図表5からは、株価のブームと暴落が起きた年の多くは、キャピタルリターンの上昇と下降の時期に一致しているものの、株価のブームが起きてもキャピタルリターンの上昇は必ずしも起きていないことが読み取れる。
まとめと考察
前述したように、オフィスビルのキャピタルリターンは直近下降トレンドを見せている。確認した各指標のパターンからは、2013年から2022年まで続いていたキャピタルリターンの上昇期に並行あるいは先行して起きていた、長期金利、不動産新規貸出、設備投資の長めの上昇期が終焉している。それらに対応関係があったとするならば、キャピタルリターンの上昇トレンドも、一旦終了したことがうかがわれる。
過去に見られた長周期という特徴からすると、この下降トレンドは続くかも知れない。しかし、今回は下降の程度が小さく、短い踊り場の後に再び上昇トレンドに転じる可能性もある。

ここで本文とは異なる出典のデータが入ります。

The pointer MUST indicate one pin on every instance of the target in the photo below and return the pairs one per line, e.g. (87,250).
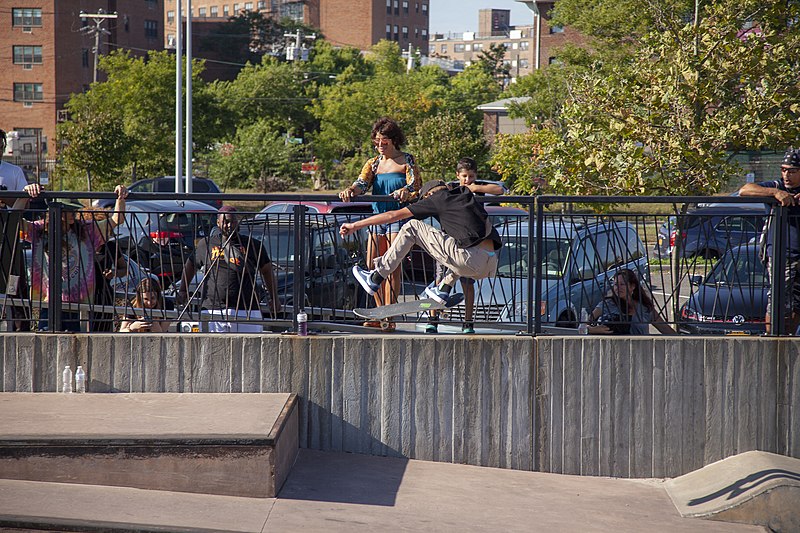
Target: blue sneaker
(434,293)
(364,277)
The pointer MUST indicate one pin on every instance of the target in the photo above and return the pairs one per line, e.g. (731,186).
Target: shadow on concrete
(746,484)
(344,478)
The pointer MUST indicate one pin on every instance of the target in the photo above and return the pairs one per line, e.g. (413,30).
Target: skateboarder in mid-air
(466,245)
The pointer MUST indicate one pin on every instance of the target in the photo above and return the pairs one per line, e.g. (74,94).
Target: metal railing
(694,257)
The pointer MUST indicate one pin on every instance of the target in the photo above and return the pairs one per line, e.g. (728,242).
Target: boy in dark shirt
(467,174)
(466,245)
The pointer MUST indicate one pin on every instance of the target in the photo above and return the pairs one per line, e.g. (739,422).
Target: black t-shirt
(460,215)
(231,271)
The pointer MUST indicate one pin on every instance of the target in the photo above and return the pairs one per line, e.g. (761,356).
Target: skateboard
(406,308)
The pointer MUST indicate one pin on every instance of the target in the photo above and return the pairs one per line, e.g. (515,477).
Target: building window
(26,16)
(151,29)
(28,92)
(28,55)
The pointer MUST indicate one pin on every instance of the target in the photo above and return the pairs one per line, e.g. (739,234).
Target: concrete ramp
(759,488)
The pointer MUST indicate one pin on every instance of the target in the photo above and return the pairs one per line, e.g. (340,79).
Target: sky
(462,15)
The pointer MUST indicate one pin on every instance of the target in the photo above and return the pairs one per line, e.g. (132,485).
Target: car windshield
(740,266)
(513,259)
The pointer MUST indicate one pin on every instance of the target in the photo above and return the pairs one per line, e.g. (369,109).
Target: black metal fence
(698,261)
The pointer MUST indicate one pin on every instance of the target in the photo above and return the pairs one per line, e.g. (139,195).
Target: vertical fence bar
(534,304)
(54,251)
(779,230)
(298,298)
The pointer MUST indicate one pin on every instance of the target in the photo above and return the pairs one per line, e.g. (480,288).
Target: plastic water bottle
(80,380)
(583,326)
(302,323)
(66,379)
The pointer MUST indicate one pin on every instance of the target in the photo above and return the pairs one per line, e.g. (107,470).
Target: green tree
(95,146)
(440,140)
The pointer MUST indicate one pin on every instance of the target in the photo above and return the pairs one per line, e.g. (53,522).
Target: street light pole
(98,19)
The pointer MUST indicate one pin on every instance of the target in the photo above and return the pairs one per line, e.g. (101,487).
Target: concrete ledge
(752,488)
(236,445)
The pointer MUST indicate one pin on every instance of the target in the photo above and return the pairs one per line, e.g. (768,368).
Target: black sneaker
(364,278)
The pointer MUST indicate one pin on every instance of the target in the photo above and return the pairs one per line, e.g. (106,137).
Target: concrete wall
(631,407)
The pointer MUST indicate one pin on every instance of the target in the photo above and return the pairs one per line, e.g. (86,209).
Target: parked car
(160,234)
(580,258)
(712,230)
(731,299)
(329,286)
(167,184)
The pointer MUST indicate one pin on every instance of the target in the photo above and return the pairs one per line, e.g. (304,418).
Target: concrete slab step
(754,487)
(227,444)
(36,505)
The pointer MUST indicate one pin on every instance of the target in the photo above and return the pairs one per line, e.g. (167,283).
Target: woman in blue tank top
(394,173)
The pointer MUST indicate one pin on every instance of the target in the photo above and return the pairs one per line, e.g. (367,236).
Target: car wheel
(566,320)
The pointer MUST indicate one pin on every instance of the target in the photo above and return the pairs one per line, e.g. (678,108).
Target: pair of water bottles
(66,380)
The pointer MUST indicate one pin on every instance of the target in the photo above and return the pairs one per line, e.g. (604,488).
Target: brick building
(528,47)
(358,23)
(46,54)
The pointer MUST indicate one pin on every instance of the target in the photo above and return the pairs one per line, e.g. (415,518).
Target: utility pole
(98,19)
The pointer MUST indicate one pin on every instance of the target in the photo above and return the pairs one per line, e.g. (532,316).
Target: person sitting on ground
(466,244)
(627,310)
(467,174)
(149,300)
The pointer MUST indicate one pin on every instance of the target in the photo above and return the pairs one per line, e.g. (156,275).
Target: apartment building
(358,23)
(528,47)
(46,54)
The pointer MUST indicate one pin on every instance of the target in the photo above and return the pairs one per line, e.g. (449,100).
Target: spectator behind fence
(467,174)
(79,241)
(627,310)
(12,268)
(787,192)
(395,173)
(231,262)
(147,303)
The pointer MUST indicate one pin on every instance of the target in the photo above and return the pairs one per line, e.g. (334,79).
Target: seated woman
(149,297)
(627,310)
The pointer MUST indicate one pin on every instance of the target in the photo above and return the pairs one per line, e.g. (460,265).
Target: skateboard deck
(406,308)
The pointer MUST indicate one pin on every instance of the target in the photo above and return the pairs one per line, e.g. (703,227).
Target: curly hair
(389,129)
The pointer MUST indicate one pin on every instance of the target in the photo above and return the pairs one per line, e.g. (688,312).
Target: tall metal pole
(188,96)
(178,100)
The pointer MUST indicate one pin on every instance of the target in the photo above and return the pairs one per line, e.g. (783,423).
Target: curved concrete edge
(755,487)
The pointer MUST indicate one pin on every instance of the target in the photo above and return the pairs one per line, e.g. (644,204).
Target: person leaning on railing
(627,310)
(787,192)
(79,241)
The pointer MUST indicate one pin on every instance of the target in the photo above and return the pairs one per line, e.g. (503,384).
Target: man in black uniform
(466,245)
(231,261)
(787,192)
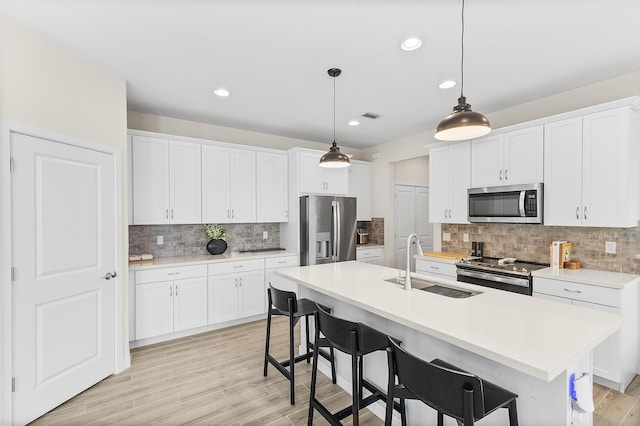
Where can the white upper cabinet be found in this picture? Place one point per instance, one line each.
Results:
(272, 187)
(228, 185)
(360, 187)
(314, 179)
(216, 203)
(509, 158)
(243, 186)
(166, 181)
(449, 179)
(591, 176)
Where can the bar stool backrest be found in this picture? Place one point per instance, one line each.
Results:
(283, 300)
(337, 331)
(455, 393)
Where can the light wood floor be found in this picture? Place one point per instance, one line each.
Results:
(216, 378)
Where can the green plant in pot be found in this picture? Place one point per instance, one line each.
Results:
(216, 244)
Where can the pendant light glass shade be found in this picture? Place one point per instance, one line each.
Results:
(462, 123)
(334, 159)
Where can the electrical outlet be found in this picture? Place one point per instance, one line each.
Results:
(610, 247)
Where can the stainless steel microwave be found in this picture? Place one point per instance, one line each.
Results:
(506, 204)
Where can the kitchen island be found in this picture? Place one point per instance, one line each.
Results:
(530, 346)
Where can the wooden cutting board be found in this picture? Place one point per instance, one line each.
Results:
(443, 255)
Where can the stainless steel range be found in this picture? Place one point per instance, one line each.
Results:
(506, 274)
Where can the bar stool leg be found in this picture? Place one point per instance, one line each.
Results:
(307, 337)
(292, 358)
(356, 385)
(266, 348)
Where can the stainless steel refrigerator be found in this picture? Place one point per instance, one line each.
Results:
(327, 229)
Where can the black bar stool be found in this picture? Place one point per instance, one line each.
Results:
(357, 340)
(445, 388)
(286, 303)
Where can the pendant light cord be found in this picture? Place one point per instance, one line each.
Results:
(462, 56)
(334, 110)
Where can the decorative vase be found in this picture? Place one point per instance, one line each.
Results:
(216, 246)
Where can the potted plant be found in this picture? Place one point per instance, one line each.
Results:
(216, 244)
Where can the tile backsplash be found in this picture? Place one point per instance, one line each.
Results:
(189, 240)
(375, 227)
(531, 243)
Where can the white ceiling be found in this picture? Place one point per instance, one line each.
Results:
(273, 56)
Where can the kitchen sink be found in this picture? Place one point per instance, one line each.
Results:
(437, 288)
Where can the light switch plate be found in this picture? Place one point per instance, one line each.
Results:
(610, 247)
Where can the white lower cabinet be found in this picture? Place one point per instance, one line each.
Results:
(170, 300)
(615, 360)
(236, 290)
(437, 268)
(373, 255)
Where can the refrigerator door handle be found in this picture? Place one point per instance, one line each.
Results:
(334, 225)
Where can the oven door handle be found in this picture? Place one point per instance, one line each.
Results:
(521, 282)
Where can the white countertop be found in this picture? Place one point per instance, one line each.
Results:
(368, 246)
(536, 336)
(165, 262)
(617, 280)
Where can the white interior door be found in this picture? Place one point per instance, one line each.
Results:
(63, 222)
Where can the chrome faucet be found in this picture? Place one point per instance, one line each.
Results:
(407, 279)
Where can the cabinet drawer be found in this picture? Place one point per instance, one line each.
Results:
(366, 253)
(233, 267)
(281, 262)
(576, 291)
(440, 268)
(169, 274)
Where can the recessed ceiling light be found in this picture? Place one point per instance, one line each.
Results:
(411, 43)
(447, 84)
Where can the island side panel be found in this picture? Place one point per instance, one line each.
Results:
(539, 402)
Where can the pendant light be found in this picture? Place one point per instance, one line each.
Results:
(462, 123)
(334, 158)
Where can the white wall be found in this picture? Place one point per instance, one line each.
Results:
(384, 155)
(174, 126)
(47, 87)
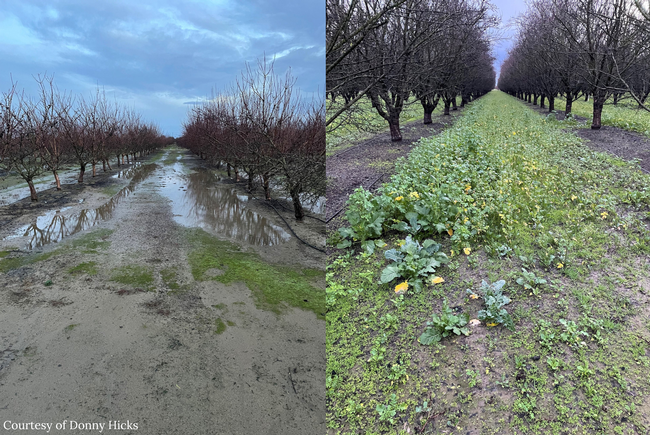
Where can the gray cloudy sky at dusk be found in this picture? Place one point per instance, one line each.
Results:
(156, 56)
(507, 9)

仮に下降トレンドが続くにしても、キャピタルリターンの振れ幅は、図表1の波形や図表2の色の濃淡から分かるように、過去より小さくなってきている。日本経済の成熟につれて急成長やその反動が起きにくくなっていること、不動産の投資手法や資金の出し手が多様化して取引市場の厚みが増したこと、金融機関が極端な拡大や縮小を避け安定的な貸出を行うようになっていること等が、理由として考えられる。上昇トレンドの終焉後は、次のサイクルに向けて穏やかに進む可能性がある。